Previously, the most expensive thing we had bought together was an engagement ring, about which we found ourselves in accord.  I woke at dawn in excitement the morning of our excursion to Tiffany’s—a place I had always gone to buy other people’s wedding and baby presents.  Finally, it was my turn! 

But when we got there, it turned out the basic design of the rings was similar and their respective allure was entirely a function of price.  Although the one-carat ring was expensive, it was less than half as nice as the two-carat ring and much less than a quarter as nice as the four-carat ring (niceness and price increased exponentially).  Who wanted a less than quarter-nice ring?  We weren’t going to have a quarter-nice marriage.

The saleswoman helpfully suggested we could consider a starter ring and trade up later on—an idea more suitable, I thought, for a starter marriage. The clarity of commerce seemed to quell all the sparkle.  The trays of rings began to look like platinum-mounted price tags: lumps of compressed carbon-money whose function was not to express the mystery of your love, but to indicate the size of your portfolio—or (worse) the size you wished to indicate.  They were hedge-fund-manageress rings, not Dorothy-ruby-slipper rings; they contained no secret power.  In the end, we found a 1920’s art deco ring at a little shop in Oregon.  It was an artful, intricate creation made from an old mine-cut diamond whose price only we would know.  Why the last part was important, I didn’t know, but we both intuitively felt that it was. 

For Michael, the Lexus was like the Tiffany’s ring: the imagined prominence of the price tag precluded romance.

“But if you prefer the Lexus and think it’s nicer,” Michael said,  “or, as you say, more Princess—”

“Do you think it is?”

“I can’t speak to the princess factor.  I never wanted to be a princess, or to be married to a princess.”

As a little girl, I thought a princess was one who dwelt in a world in which everything was pleasant and the most that could bruise her was a pea.  Moreover, a princess wasn’t a princess because other people were paupers; her fortune reflected her internal worth, and could accordingly be reversed.  But by middle school, I had a dismaying suspicion of a connection: perhaps the princess was rich because she had more than her share and other people didn’t have a ball of string.  Perhaps being a princess was selfish, and one should aspire instead to live modestly and not monopolize resources.
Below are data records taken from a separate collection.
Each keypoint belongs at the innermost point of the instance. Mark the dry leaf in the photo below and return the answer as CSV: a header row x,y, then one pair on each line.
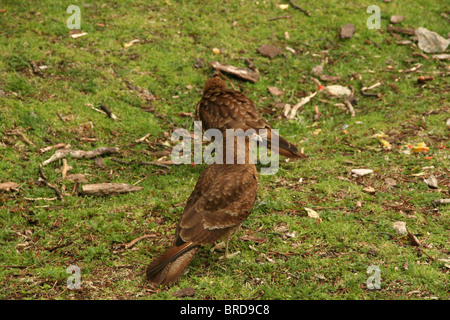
x,y
369,190
275,91
129,44
400,227
312,213
362,172
8,186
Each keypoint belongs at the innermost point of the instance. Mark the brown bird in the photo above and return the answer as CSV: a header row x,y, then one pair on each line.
x,y
220,105
222,200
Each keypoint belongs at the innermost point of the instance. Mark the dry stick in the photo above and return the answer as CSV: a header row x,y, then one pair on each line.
x,y
298,105
38,199
280,17
108,112
299,8
56,146
80,154
350,107
59,246
144,163
246,74
407,31
132,243
107,189
23,136
65,168
43,178
317,113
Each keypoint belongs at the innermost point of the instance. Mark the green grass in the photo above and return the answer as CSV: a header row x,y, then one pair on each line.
x,y
297,258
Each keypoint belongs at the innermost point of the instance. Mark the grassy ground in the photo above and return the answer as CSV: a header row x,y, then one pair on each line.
x,y
285,254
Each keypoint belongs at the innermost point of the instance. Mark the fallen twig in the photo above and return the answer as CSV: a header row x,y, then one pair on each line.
x,y
299,8
39,199
246,74
350,108
8,186
43,178
407,31
317,113
107,189
441,201
280,17
132,243
56,146
80,154
145,163
108,112
18,132
302,102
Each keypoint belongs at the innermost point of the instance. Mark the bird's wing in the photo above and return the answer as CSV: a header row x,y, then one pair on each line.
x,y
224,203
219,106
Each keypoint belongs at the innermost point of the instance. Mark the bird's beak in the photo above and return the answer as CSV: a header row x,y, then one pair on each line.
x,y
255,137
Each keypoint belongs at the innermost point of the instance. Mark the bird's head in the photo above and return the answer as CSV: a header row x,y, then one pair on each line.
x,y
214,82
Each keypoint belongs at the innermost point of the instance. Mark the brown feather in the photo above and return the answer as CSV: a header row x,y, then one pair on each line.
x,y
169,266
220,105
222,200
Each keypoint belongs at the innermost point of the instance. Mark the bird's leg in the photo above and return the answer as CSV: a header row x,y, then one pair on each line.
x,y
227,255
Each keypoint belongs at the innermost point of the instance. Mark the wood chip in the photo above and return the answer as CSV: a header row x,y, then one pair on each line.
x,y
431,181
80,154
246,74
107,189
396,19
413,240
390,182
362,172
9,186
347,31
312,214
370,190
400,227
269,51
275,91
185,292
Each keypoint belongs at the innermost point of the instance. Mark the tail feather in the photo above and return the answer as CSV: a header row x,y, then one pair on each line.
x,y
168,267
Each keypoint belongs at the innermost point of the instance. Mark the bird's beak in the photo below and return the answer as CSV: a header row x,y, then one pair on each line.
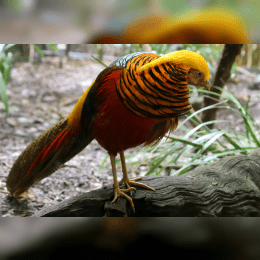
x,y
207,86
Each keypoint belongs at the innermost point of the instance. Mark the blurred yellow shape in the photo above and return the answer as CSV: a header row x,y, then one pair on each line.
x,y
203,26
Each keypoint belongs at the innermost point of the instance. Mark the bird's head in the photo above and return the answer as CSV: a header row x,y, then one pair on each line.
x,y
197,78
198,73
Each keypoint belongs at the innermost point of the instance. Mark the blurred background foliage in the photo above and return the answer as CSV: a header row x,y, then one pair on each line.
x,y
79,20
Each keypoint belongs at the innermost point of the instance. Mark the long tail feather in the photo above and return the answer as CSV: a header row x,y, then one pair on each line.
x,y
47,153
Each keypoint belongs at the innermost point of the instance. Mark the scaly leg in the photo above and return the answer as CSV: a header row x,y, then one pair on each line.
x,y
117,191
126,179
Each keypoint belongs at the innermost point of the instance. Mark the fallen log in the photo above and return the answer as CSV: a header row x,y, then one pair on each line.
x,y
229,187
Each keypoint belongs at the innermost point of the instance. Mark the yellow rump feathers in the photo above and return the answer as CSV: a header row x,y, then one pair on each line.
x,y
189,58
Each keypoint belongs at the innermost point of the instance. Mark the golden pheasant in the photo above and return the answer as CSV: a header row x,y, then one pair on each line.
x,y
135,101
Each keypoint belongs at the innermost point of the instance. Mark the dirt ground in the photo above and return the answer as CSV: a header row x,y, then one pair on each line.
x,y
42,94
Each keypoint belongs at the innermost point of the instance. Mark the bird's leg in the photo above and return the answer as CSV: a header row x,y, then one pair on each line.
x,y
126,179
117,191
These two conceptions—Princess or Callous Consumer—remained vaguely in my head, unreconciled. 

The Lexus: Princess or Consumer? 

Once, reporting a story in Northern Uganda, I found myself at a Displaced Persons camp.  Nauseated by the crush of hungry people, I gave a man all the money I had on me—the equivalent of $60.00.  It was enough, my translator said, for his family of six children to survive on for half a year. I will never again have a mediocre $60.00 sushi dinner. This is the call, I thought, to change my life.  I took off my sweater.  It was my favorite, a dark gray Tse pullover made of a thin cashmere designed to accentuate the body at the expense of warmth.  Retail price at Barneys: $200.  Market value in the camp: $2.00—if anyone would buy it.

When I got back to New York, the call seemed less clear.  Friends invited me out to dinner.  What was I to say—I’m saving all my money to send to Africa?  Wasn’t my money a drop in a leaky bucket?  I missed my sweater.  Even if I sent some money to Africa, surely I wasn’t going to send all my savings.  As long as I had some savings, couldn’t I take $200 to buy the same sweater again?

I continued eating sushi and bought the sweater.

 

“Take a long drive,” the Lexus saleswoman said, with a soft Vietnamese accent as she handed us the key to the Classic Silver Metallic.  It had a black leather interior, like one of those inside-out uramaki rolls.  “I hope you give me a chance to earn your business.”

We turned off the highway, into an unknown neighborhood.  It was Sunday afternoon: families were in the yard, kids played in the street.  The car, with its electric engine, was eerily quiet.

Materialism, Empty Status Symbols—Bad

Renouncing desire—Bad, in a different way, unless you are an ascetic or a saint.

When I bought my first car twenty years ago, my body was good, but I was young and lost.  If this car lasts as long as it’s supposed to last, by the time I buy my next car, I’ll be old and in pain.  This is my time.  This is my time to be happy.

Not falling prey to luxury car marketing.

Not buying the less nice car in order to avoid the luxury label, which is silly.

Writers don’t drive luxury cars unless they are screenwriters.

People who buy new cars of any kind instead of Building A School don’t care about Africa.

A rich car is not a rich life.  People who think so suffer from Lack of Imagination.

Stay away from the colors of money, my friend Nicky said, silver and gold.  And also black—people who drive black SUVs want to push everyone else off the road.

Just buy the car you want to buy, Claudia counseled.  Don’t worry about what other people think.

People who drive Lexus are assholes, her husband said.

The price of knowing your car isn’t saying about you behind your back: Priceless.

It began to drizzle and the rain-sensing intermittent windshield wipers ingeniously activated themselves.  We pulled over to the side of the highway just before we reached the dealer where the saleswoman would be waiting.

Thinking Too Hard about what kind of car to buy—Ridiculous.

“I don’t need it,” I said to Michael.

“You don’t have to need it. Do you want it?”  There was an urgency to his voice.  “I know I was negative about it at first, but I want you to do what you want.  Really, I do.  Look at me.  Do you believe me?” 

The happiness of belief suffused my mind.  I leaned into his shoulder and thought this is what I want: talking, deciding, turning into our future.  If only we could stay nestled in this space forever, like the ebony inside of a silver egg—the Platonic egg in which everything was us and ours, and I wanted what he wanted and nothing was broken, or divided, or different.

 

The feeling didn’t begin to ebb until the Highlander was sitting in our driveway.